As I have said in the seventh essay, the fact of evolution is to my mind sufficiently evidenced by palaeontology; and I remain of the opinion expressed in the second, that until selective breeding is definitely proved to give rise to varieties infertile with one another, the logical foundation of the theory of natural selection is incomplete. We still remain very much in the dark about the causes of variation; the apparent inheritance of acquired characters in some cases; and the struggle for existence within the organism, which probably lies at the bottom of both of these phenomena.

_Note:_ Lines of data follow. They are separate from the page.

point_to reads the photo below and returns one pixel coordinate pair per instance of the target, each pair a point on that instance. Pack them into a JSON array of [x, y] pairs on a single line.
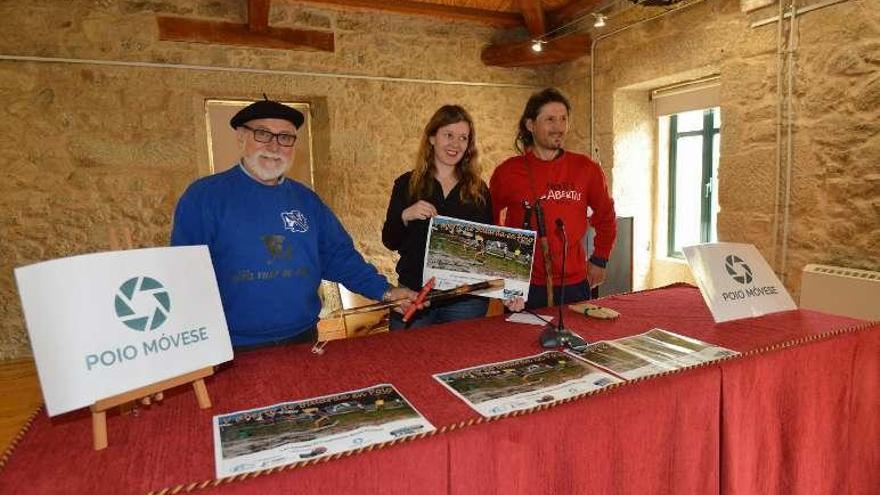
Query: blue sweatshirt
[[270, 247]]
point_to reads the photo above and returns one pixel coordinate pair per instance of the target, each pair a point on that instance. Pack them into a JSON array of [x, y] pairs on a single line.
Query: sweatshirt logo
[[294, 221], [562, 192]]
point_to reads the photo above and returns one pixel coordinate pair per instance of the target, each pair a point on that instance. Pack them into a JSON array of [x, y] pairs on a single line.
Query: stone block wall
[[834, 210], [92, 141]]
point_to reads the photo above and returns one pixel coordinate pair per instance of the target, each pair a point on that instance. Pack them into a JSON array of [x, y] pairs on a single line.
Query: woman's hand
[[421, 210]]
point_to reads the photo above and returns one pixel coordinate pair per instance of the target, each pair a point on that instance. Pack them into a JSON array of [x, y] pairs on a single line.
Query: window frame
[[707, 215]]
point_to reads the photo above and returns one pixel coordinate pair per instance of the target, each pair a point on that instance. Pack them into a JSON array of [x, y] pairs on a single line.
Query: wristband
[[600, 262]]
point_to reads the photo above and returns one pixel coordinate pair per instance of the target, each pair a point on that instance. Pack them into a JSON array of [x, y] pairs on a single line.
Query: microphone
[[545, 249], [527, 220], [556, 336]]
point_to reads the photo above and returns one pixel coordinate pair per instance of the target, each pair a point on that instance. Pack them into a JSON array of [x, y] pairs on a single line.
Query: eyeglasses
[[264, 136]]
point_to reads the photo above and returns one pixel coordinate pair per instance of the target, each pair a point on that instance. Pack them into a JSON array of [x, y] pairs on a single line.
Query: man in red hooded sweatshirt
[[567, 186]]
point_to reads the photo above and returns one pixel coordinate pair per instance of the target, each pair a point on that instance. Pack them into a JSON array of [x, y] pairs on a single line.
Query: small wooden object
[[99, 408]]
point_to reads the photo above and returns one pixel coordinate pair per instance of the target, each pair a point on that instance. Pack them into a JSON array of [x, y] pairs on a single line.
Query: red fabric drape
[[800, 419]]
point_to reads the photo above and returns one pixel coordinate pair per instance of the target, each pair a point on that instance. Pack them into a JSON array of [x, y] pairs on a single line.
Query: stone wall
[[90, 146], [835, 183]]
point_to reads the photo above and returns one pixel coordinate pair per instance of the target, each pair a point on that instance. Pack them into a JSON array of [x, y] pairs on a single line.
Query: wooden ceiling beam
[[533, 16], [258, 15], [230, 33], [520, 54], [572, 10], [481, 16]]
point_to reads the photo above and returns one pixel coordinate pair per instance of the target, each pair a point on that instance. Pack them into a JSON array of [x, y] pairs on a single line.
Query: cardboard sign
[[736, 281], [106, 323]]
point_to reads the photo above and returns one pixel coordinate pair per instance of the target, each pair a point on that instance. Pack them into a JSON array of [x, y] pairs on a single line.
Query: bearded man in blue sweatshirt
[[272, 240]]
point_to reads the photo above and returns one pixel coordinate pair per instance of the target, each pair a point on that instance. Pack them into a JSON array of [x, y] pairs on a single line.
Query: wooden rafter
[[482, 16], [572, 10], [254, 33], [520, 54], [258, 15], [533, 16]]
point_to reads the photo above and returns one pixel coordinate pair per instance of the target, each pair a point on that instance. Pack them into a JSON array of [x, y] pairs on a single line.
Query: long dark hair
[[524, 138], [421, 182]]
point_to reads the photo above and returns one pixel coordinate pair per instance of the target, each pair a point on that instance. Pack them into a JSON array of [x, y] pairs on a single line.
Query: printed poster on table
[[461, 252], [650, 353], [499, 388], [736, 281], [289, 432], [105, 323]]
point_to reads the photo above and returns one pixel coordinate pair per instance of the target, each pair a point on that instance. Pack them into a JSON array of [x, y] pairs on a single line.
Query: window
[[694, 142]]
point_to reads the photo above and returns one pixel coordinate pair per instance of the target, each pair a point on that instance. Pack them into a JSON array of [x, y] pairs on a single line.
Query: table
[[796, 413]]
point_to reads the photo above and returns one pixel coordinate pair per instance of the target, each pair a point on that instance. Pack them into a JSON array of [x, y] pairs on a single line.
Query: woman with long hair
[[444, 181]]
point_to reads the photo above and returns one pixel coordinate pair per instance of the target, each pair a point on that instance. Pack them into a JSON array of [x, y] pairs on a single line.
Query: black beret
[[267, 109]]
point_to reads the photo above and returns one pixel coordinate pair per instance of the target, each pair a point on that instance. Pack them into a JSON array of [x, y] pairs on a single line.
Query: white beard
[[263, 165]]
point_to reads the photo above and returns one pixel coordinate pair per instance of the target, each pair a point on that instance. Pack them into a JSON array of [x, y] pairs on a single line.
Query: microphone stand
[[556, 336]]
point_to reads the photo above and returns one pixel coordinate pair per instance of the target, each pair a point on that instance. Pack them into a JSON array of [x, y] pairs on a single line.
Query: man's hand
[[595, 275], [515, 304], [421, 210], [408, 296]]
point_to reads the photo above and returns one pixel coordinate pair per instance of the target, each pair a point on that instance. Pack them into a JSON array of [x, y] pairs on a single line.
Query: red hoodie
[[566, 185]]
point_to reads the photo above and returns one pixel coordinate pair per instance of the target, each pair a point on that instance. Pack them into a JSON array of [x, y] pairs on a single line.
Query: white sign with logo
[[106, 323], [736, 281]]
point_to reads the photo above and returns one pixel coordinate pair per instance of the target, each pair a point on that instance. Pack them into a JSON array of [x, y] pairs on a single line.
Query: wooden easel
[[119, 240], [99, 408]]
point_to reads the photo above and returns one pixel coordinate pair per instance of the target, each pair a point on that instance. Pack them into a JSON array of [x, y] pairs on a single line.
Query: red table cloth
[[797, 413]]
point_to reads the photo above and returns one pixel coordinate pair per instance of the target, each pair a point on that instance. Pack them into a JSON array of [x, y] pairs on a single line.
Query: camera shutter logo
[[142, 303], [738, 269]]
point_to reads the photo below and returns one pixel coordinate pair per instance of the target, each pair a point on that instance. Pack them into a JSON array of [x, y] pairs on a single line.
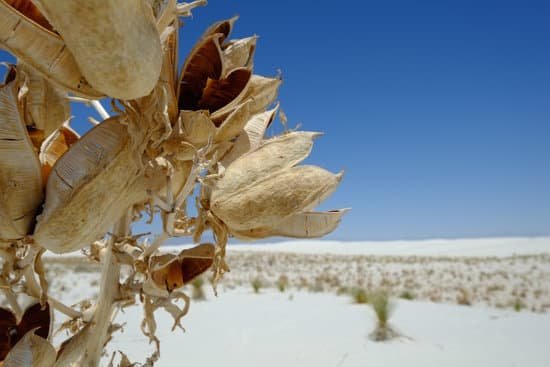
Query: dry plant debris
[[173, 132]]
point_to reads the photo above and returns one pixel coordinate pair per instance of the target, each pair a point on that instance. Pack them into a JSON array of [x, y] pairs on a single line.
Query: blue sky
[[438, 111]]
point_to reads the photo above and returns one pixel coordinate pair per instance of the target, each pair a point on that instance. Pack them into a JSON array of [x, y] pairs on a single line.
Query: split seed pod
[[25, 33], [171, 272], [114, 42], [20, 174], [262, 188]]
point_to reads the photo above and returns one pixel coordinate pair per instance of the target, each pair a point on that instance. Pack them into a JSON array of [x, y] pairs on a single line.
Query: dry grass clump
[[383, 308]]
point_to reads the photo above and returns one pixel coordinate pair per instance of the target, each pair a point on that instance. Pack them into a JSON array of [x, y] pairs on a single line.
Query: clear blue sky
[[439, 111]]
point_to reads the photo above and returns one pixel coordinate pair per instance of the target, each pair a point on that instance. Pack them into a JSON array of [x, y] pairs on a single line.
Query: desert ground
[[482, 302]]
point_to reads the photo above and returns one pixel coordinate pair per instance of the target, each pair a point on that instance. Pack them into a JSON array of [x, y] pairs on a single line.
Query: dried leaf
[[20, 174], [31, 351], [274, 155], [251, 137], [114, 42], [239, 53], [47, 106], [273, 199], [204, 63], [301, 225], [171, 272], [41, 49]]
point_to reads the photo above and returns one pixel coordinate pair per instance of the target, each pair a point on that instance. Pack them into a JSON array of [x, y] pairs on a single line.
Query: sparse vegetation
[[256, 284], [380, 302], [282, 283], [359, 296]]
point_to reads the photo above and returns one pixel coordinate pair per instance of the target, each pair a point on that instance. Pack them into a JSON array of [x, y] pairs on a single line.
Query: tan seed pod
[[234, 123], [20, 175], [239, 53], [47, 106], [274, 155], [263, 92], [172, 272], [22, 34], [114, 42], [90, 187], [222, 27], [301, 225], [251, 137], [275, 198]]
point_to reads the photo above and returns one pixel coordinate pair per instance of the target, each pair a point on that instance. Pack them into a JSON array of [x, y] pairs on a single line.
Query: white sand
[[243, 329]]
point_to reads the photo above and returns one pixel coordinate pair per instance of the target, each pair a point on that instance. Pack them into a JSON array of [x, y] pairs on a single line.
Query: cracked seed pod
[[171, 272], [28, 35], [114, 42], [88, 188], [301, 225], [47, 107], [261, 191], [275, 198], [20, 174], [240, 53]]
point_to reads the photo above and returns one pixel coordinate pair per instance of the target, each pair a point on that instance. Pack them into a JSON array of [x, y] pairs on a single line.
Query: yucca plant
[[171, 132]]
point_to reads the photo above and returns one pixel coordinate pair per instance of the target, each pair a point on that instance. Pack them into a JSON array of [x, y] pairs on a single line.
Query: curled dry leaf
[[47, 106], [39, 47], [240, 53], [171, 272], [301, 225], [88, 189], [114, 42], [31, 351], [20, 174], [35, 320], [274, 198]]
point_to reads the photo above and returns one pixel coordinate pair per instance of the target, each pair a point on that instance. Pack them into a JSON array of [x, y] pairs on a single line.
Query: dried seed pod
[[20, 174], [301, 225], [89, 188], [239, 53], [22, 34], [251, 137], [172, 272], [114, 42], [274, 198], [204, 63], [274, 155], [54, 147], [47, 106]]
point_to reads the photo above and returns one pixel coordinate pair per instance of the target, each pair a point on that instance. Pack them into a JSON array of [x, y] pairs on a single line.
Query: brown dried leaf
[[20, 174], [204, 63]]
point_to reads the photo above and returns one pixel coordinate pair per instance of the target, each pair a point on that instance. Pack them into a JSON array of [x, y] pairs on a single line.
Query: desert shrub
[[282, 283], [359, 296], [380, 302], [256, 284]]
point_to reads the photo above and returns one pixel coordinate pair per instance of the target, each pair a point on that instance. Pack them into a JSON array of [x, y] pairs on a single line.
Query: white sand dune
[[477, 247], [243, 329]]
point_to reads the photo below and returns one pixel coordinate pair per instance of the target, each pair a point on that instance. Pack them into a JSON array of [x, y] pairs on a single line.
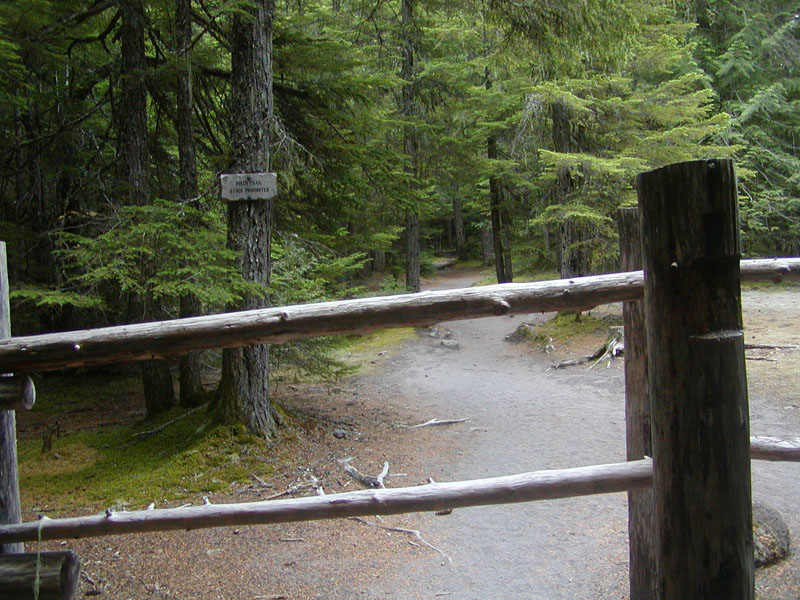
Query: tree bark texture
[[243, 392], [500, 237], [10, 511], [574, 259], [410, 147], [697, 383], [412, 252], [40, 576], [458, 229], [191, 387], [641, 546], [127, 343], [159, 393]]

Some apology is due to the reader for the reproduction of the "Lectures to Working Men" in their original state. They were taken down in shorthand by Mr. J. Aldous Mays, who requested me to allow him to print them. I was very much pressed with work at the time; and, as I could not revise the reports, which I imagined, moreover, would be of little or no interest to any but my auditors, I stipulated that a notice should be prefixed to that effect. This was done; but it did not prevent a considerable diffusion of the little book in this country and in the United States, nor its translation into more than one foreign language. Moreover Mr. Darwin often urged me to revise and expand the lectures into a systematic popular exposition of the topics of which they treat. I have more than once set about the task: but the proverb about spoiling a horn and not making a spoon, is particularly applicable to attempts to remodel a piece of work which may have served its immediate purpose well enough.

So I have reprinted the lectures as they stand, with all their imperfections on their heads. It would seem that many people must have found them useful thirty years ago; and, though the sixties appear now to be reckoned by many of the rising generation as a part of the dark ages, I am not without some grounds for suspecting that there yet remains a fair sprinkling even of "philosophic thinkers" to whom it may be a profitable, perhaps even a novel, task to descend from the heights of speculation and go over the A B C of the great biological problem as it was set before a body of shrewd artisans at that remote epoch.

T. H. H.

Hodeslea, Eastbourne, April 7th, 1893.